Sonntagsfazit

Unser kleiner Herr Sonntag ist jetzt seit fünf Monaten bei uns und für uns fühlt es sich an, als sei er immer schon dagewesen. Er hat sich so leicht und selbstverständlich in unser Leben und unseren Tagesablauf eingefügt, dass er ganz schnell ein unverzichtbarer Teil unserer (etwas verrückten) Familie geworden ist. Wir haben den Kleinen von Herzen lieb und sind einfach nur froh und dankbar, dass Carrie gleich an uns dachte, als seine Ex-Besitzerin ihn weggeben wollte. Diese scheint es ziemlich schwer zu haben mit ihren neuen Lebensumständen, jetzt nach der Scheidung, mit dem neuen Mann und ihren kleinen Kindern. Anders kann ich es mir nicht erklären, dass sie sich noch nicht ein einziges Mal gemeldet hat, um nach Domingo zu fragen. Das tut mir so weh für den tollen kleinen Hund, der ja immerhin neun Jahre lang mit ihr und ihrer Familie gelebt hat, vom Welpenalter an. Aber möglicherweise hat sie gar keine Zeit, ihn zu vermissen und ist einfach froh, dass er gut untergekommen ist. Ich schreibe ihr immer wieder SMS oder spreche ihr auf die Mailbox, wie der aktuelle Stand ist und daß es ihm gut geht. Vermutlich reicht ihr das.
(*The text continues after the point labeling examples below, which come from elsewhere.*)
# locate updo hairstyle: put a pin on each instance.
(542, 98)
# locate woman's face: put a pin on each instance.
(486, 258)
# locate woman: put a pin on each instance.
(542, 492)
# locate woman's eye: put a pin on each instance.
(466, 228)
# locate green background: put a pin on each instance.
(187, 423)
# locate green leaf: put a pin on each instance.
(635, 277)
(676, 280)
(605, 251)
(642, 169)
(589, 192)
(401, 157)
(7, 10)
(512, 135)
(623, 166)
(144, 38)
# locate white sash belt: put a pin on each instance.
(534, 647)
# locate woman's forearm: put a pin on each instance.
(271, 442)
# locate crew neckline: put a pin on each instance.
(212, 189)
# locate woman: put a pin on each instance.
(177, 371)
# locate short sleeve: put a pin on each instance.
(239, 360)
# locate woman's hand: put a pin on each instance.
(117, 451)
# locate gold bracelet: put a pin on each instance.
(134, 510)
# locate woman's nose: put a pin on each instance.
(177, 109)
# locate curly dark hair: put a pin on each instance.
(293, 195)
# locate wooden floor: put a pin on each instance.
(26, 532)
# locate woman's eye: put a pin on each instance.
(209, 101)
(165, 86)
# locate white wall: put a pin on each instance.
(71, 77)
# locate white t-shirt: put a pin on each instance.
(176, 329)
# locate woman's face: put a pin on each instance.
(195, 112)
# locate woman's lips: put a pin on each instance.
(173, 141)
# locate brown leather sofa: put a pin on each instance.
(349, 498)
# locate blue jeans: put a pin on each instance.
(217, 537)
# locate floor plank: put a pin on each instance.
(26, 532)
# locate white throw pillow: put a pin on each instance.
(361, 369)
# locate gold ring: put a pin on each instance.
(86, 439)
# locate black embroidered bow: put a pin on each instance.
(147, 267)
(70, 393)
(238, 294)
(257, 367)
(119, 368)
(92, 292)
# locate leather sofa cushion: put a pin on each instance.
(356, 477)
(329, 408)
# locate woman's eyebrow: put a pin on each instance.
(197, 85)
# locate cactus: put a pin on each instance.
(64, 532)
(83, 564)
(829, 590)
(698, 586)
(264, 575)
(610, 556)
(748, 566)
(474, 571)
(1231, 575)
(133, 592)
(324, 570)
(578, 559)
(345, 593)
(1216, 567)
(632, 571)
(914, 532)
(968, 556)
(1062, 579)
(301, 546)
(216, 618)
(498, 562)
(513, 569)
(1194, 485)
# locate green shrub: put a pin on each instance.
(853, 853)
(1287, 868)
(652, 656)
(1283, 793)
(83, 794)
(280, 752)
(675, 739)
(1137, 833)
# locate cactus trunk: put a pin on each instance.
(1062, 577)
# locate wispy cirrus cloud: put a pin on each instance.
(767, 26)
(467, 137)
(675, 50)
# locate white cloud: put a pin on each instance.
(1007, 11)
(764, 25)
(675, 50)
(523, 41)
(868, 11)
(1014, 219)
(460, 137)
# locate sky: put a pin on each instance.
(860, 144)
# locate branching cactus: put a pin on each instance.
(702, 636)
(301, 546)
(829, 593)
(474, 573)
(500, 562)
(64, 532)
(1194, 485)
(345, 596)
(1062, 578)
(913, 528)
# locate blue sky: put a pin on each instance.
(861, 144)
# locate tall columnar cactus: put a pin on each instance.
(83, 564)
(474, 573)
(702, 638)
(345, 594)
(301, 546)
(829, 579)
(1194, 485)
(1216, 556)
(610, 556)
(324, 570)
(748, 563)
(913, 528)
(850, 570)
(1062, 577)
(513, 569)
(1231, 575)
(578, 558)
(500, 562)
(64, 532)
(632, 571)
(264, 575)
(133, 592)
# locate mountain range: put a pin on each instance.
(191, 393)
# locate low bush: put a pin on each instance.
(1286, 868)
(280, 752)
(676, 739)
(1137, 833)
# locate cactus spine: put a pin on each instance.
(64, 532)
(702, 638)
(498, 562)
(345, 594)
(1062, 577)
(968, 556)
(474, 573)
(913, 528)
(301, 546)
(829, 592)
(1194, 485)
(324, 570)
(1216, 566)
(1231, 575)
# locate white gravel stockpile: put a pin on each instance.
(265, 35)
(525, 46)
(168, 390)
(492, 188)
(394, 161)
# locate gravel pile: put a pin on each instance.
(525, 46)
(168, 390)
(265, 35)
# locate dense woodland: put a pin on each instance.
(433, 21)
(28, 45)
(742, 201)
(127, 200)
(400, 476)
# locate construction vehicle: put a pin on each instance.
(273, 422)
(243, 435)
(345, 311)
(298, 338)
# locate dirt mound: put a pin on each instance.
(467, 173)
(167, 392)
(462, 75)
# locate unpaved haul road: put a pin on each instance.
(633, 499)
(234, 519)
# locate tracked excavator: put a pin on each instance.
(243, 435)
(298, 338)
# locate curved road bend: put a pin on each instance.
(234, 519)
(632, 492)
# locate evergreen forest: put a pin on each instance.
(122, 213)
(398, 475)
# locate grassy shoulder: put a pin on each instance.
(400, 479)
Herr Sonntag hätte so gerne Kontakt zu den Katzen. Die wollen das aber nicht. Pippi, der kleine Schisser, geht ihm aus dem Weg, er ist ihr unheimlich. Lediglich auf dem Bett, wenn wir drei abends schlafen gehen, bleibt sie dicht bei ihm ruhig liegen (sie an meinem Bauch, er in meinen Kniekehlen.) Der Kleine fürchtet sich zwar vor Micia, freut sich aber immer, wenn sie von draußen hereinkommt. Er versucht dann, sie unter dem Schwanz zu beschnuppern, als wäre sie ein Hund. Das bringt ihm ein mörderisches Grollen und Fauch-Spucken ein, unter dem er immer ganz klein wird. Micia dagegen erlaubt sich solche Gesten bei ihm ganz selbstverständlich. Sie betrachtet ihn eindeutig als minderwertig und verachtenswert. Oft versteckt sie sich unter einem Stuhl oder auf der unteren Ebene des Teewagens und schlägt nach dem Hund, wenn er ahnungslos vorbeigeht. Sie kann echt fies sein, oder, wie der Prinz sagt: „Katzen sind Arschlöcher!“ Oft greift er sich den kleinen Herrn Sonntag, knuddelt ihn durch und sagt: „Ach, mein Süßer… was haben wir bloß früher ohne dich gemacht?“ Und tatsächlich: Wir wissen gar nicht mehr, wie wir ohne den Kleinen leben konnten!